A construção de novos espaços para a prática esportiva também é um ponto que levanta a crítica do educador físico. Para ele, o custo para a criação de um ginásio poliesportivo é bem maior que uma possível reforma em quadras escolares, com abertura para o uso da comunidade.
Com o baixo investimento das prefeituras em esporte, a Lei de Incentivo ao Esporte, sancionada em dezembro de 2006, se encontra como importante aliada dos projetos. Felipe Alberton explica que “a lei de incentivo aqui do estado tem uma contrapartida da empresa. Logo, se a empresa tem um projeto de 100 mil reais, ela entrega o valor total do ICMS dela, mas destinando 25 mil do bolso para o Fundo do Esporte”.

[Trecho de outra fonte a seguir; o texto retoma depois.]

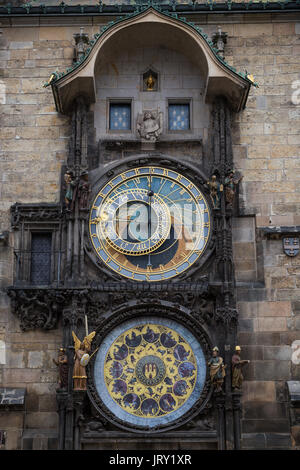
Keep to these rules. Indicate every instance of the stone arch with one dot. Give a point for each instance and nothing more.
(220, 78)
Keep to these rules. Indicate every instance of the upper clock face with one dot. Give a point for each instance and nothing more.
(149, 224)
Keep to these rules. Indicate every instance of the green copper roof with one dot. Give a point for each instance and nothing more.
(55, 76)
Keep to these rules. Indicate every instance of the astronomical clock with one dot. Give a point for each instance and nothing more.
(149, 224)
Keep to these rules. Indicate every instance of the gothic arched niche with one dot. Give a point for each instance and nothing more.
(219, 78)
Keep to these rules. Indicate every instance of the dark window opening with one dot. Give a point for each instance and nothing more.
(41, 258)
(179, 117)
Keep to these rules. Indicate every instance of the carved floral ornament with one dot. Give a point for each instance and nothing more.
(222, 79)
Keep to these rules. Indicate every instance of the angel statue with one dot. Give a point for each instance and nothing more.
(81, 358)
(149, 125)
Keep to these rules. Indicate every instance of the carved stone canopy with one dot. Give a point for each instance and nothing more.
(152, 24)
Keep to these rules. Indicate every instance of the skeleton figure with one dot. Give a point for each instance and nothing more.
(81, 348)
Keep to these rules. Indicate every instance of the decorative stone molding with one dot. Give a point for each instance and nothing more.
(221, 78)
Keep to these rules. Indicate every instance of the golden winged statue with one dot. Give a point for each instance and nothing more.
(81, 348)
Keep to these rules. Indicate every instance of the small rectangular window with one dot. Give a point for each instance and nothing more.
(120, 116)
(41, 258)
(179, 116)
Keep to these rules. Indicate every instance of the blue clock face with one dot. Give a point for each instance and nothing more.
(149, 224)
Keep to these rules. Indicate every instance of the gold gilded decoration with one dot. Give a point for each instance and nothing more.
(149, 224)
(82, 348)
(150, 370)
(150, 83)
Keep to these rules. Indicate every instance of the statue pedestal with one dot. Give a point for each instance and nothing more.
(147, 145)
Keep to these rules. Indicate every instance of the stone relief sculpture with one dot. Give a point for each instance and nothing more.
(149, 125)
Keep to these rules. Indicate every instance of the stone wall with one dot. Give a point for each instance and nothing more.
(266, 151)
(34, 141)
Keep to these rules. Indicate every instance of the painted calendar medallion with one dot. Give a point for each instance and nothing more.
(149, 371)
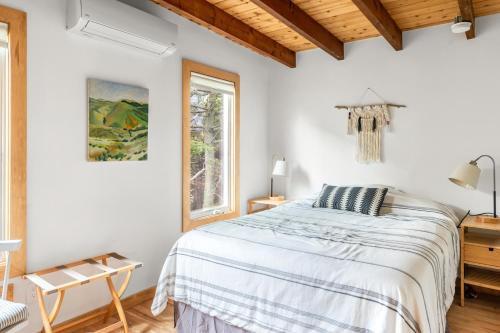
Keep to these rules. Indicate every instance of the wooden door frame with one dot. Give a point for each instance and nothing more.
(17, 141)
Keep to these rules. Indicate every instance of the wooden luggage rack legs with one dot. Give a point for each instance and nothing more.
(44, 288)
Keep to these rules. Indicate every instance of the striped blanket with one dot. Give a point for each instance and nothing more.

Conforme Marco Paulo Stigger, professor do Programa de Pós-Graduação em Ciências do Movimento Humano, da UFRGS, o esporte e o lazer são áreas da vida social consideradas desimportantes. Quando pressupõe-se a existência de uma pasta das temáticas, cuja função criará condições para que as pessoas usufruam de um tempo lazer, acabam significando aquele momento de descanso, como uma atividade de “vagabundo”, explica o professor. O que ocorre pela noção de que o “trabalho enobrece o homem”. O pesquisador expõe o enorme mercado de lazer disponível para quem pode pagar: “Há um conjunto de empresas que investem em lazer, desde excursões, turismo, restaurantes, parques temáticos”, contextualiza.

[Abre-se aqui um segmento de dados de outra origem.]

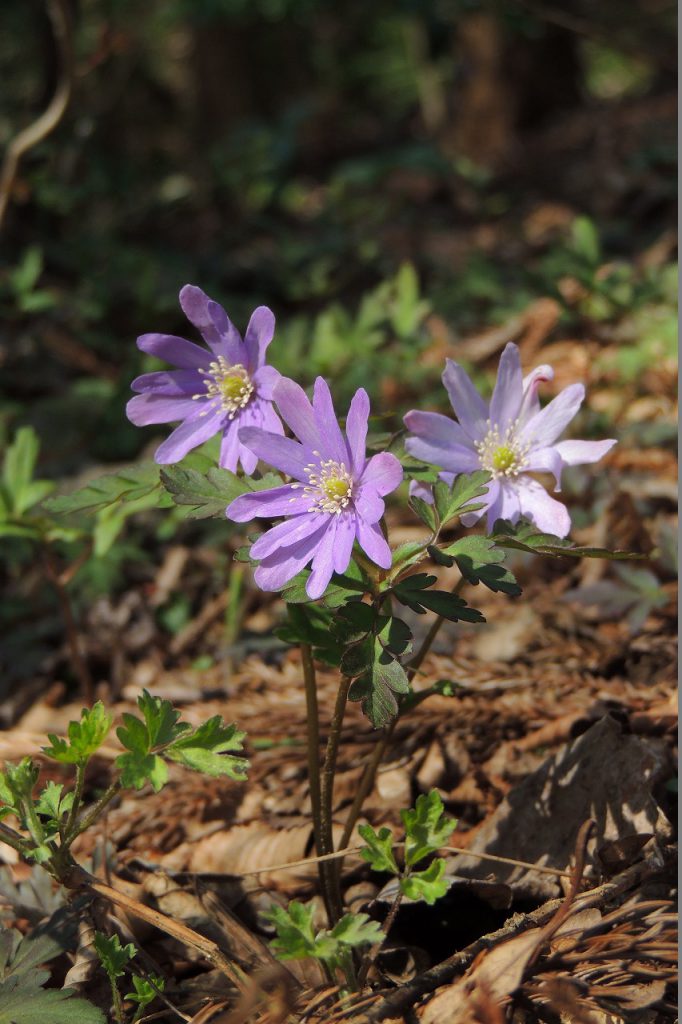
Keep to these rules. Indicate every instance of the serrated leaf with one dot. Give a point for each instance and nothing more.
(379, 850)
(84, 737)
(426, 827)
(113, 955)
(128, 484)
(206, 750)
(428, 885)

Para ele, o papel do estado é proporcionar o acesso ao lazer para todos, “uma dimensão no direito a ter lazer”, explica. Para encerrar, Stigger traz a relação do esporte com outros âmbitos da vida, sempre defendidos e pedidos pelos cidadão. “Quando são organizadas atividades de caminhada nas praças é lazer e saúde pública. Oferecer escolinhas para as crianças é lazer e educação. Inclusive, a ocupação da praça pode ser visto como uma articulação com a segurança”, Conclui o professor.
A prática de esportes em projetos municipais, estaduais ou federais, é de grande importância para o desenvolvimento social dos jovens, pelo menos é o que considera Alberton. “Em bairros carentes de cidades, as crianças não tem a mínima estrutura desportiva, e às vezes acabam pegando outro caminho”, explica o proprietário de uma empresa de planejamentos para projetos esportivos. A ideia de montar uma empresa destinada a preparação de iniciativas desportivas surgiu com esta percepção de inexistência de empresas acessíveis do ramo.

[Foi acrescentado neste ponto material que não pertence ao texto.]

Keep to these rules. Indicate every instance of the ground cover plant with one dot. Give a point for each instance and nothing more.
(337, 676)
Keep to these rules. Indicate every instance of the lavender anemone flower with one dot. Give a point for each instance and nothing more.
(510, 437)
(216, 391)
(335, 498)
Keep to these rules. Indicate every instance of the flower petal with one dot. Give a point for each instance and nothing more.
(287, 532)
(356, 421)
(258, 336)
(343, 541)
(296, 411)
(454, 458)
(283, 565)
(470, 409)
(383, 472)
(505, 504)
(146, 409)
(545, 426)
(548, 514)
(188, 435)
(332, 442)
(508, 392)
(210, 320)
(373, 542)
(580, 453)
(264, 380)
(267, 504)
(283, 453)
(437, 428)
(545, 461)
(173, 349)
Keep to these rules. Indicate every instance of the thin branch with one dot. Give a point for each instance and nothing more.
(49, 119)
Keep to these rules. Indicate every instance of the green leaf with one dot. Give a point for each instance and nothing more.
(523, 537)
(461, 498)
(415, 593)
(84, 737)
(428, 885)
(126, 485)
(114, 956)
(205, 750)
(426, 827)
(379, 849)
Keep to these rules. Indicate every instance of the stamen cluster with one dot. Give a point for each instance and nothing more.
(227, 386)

Segundo Alberton, o esporte é o grande inimigo da criminalidade, que acaba por captar crianças de classe baixa e de periferia. Ele ainda relata que a prática de atividades esportivas conscientiza a criança para uma qualidade de vida saudável. “Não há investimento nela, que poderia estar fazendo um esporte no contraturno escolar, por exemplo. Isso acaba tendo um reflexo muito grande no país”, conta.
O pesquisador Marco Paulo Stigger considera as políticas públicas necessárias,mas pondera que é preciso cuidar para não associar o esporte a uma política salvacionista “Como se o esporte fosse ocupar o tempo dos jovens, e evitar que opere em outras áreas”, um desafio, tendo em vista estarmos num país com tanta desigualdade social, afirma ele.